Alors qu'une nouvelle zone d'activités doit voir le jour dans l'agglomération d'Amiens, la ministre de la Transition écologique Barbara Pompili, luttant contre l'artificialisation des sols, affirme travailler avec la collectivité pour qu'elle "revoit son projet". Le président Alain Gest dément.
L'Amiénoise Barbara Pompili accompagnait ce samedi le premier ministre Jean Castex sur l'ancien site Cosserat d'Amiens, pour vanter par l'exemple la politique de requalification des friches industrielles. Une stratégie de développement que la ministre de la Transition écologique oppose à l'artificialisation des sols, pourtant elle aussi à l'oeuvre à Amiens, notamment à travers le projet de ZAC Boréalia.
Interpelée sur le sujet par l'une de nos équipes, la ministre désavoue le projet.
Avec Boréalia, on est sur un modèle complètement dépassé. On a sur le territoire de la métropole d'Amiens suffisamment d'espaces pour construire des entreprises et des logements sans être obligé d'aller artificialiser. On travaille avec la collectivité pour qu'elle revoit son projet.

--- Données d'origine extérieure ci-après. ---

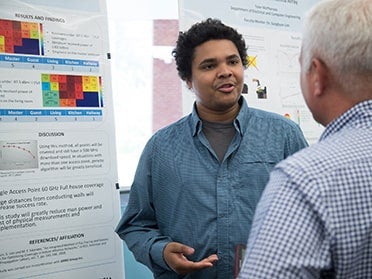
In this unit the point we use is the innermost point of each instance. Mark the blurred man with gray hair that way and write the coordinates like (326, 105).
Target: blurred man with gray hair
(314, 219)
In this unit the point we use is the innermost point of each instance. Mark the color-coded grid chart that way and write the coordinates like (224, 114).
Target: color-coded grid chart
(20, 37)
(71, 90)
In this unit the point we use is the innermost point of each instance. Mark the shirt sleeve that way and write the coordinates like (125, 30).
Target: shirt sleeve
(296, 140)
(138, 226)
(289, 238)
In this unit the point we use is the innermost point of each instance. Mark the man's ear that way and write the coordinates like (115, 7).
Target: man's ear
(319, 76)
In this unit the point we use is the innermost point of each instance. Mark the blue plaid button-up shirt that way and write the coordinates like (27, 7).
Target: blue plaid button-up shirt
(315, 216)
(181, 192)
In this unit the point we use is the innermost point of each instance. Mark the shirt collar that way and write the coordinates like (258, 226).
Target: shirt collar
(360, 114)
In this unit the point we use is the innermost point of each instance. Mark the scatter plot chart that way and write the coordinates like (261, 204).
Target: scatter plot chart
(20, 37)
(71, 90)
(20, 154)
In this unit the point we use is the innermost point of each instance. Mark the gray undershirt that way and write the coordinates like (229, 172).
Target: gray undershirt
(219, 136)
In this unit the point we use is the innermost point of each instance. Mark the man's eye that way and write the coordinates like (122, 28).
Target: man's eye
(208, 66)
(234, 62)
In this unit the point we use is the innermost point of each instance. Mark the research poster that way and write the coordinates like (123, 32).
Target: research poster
(272, 31)
(59, 202)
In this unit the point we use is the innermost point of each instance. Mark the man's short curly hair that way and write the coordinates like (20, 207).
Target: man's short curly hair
(199, 33)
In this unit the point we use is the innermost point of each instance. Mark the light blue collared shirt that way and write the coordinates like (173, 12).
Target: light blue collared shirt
(181, 192)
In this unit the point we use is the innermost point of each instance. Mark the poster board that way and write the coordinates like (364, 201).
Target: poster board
(272, 31)
(59, 202)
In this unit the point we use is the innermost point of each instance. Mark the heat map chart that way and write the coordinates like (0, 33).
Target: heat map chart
(61, 90)
(20, 37)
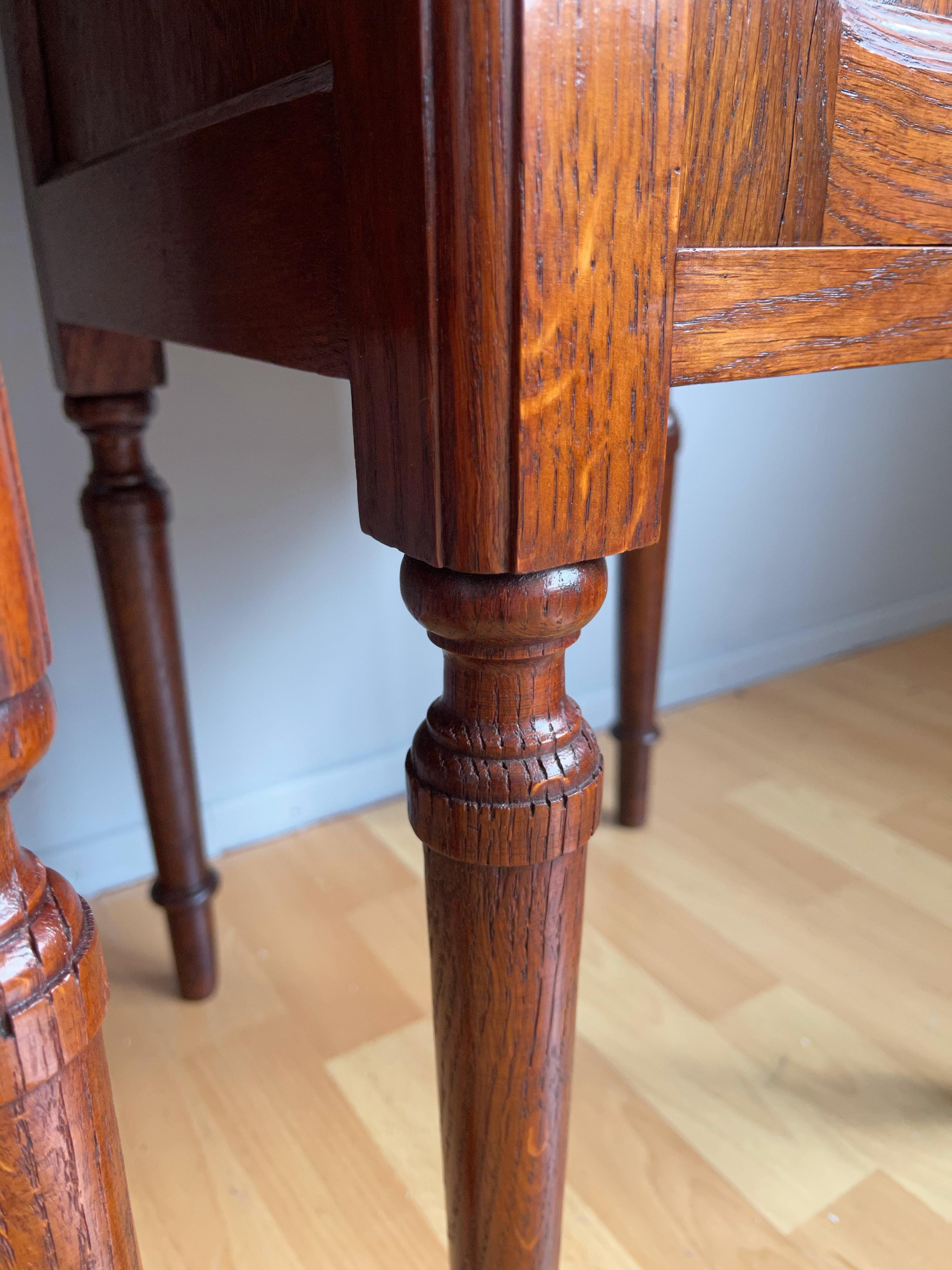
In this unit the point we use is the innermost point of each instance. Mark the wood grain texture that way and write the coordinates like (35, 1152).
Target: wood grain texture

Barbara Pompili, ministre de la Transition écologique
Envisagée depuis "un quart de siècle", la construction d'une zone d'activités de 62 hectares dans sa première tranche (elle pourrait être étendue plus tard jusqu'à 195 hectares) à l'ouest du quartier Renancourt a été présentée par Amiens métropole en mars 2021, pour une commercialisation en 2023, malgré les réticences de certains habitants.
Mais la collectivité doit prendre en compte la loi Climat et Résilience, promulguée en août dernier, qui prévoit de diviser par deux l'artificialisation des sols dans la prochaine décennie.
"Jusqu'en 2030, les élus peuvent artificialiser 9 hectares par an, or à Amiens, on est à 13 hectares et ça va exploser avec Boréalia", analyse Florence Grouillons, membre du collectif Stop Horror Boréalia, qui a rassemblé 32 000 signatures sur une pétition contre le projet.
Le démenti d'Amiens Métropole
"Il n'est pas question de revoir quoi que ce soit", rétorque catégoriquement Alain Gest, le président d'Amiens Métropole, à qui nous avons soumis les déclarations de la ministre. Selon l'élu Les Républicains, le projet se fera de toute façon.
Je n'ai jamais eu de contact sur ce sujet avec Madame Pompili, qui ne connait pas le projet et ne s'est jamais occupée des dossiers d'Amiens Métropole. Nous avons parlé avec la préfecture, nous avons suivi rigoureusement la procédure légale et nous irons jusqu'au bout, sinon ça veut dire qu'on va refuser des implantations d'entreprises, ça s'appelle la décroissance.
Alain Gest, président d'Amiens Métropole
Le président d'agglomération corrige la ministre sur les espaces disponibles en alternative : "On n'a plus de friches ! Celle de Goodyear a été rachetée et ça commence à construire dessus, celle derrière la gare va être refaite, l'ancien centre de tri de La Poste aussi... À part un peu d'espace sur le Pôle Jules Verne, on est au bout."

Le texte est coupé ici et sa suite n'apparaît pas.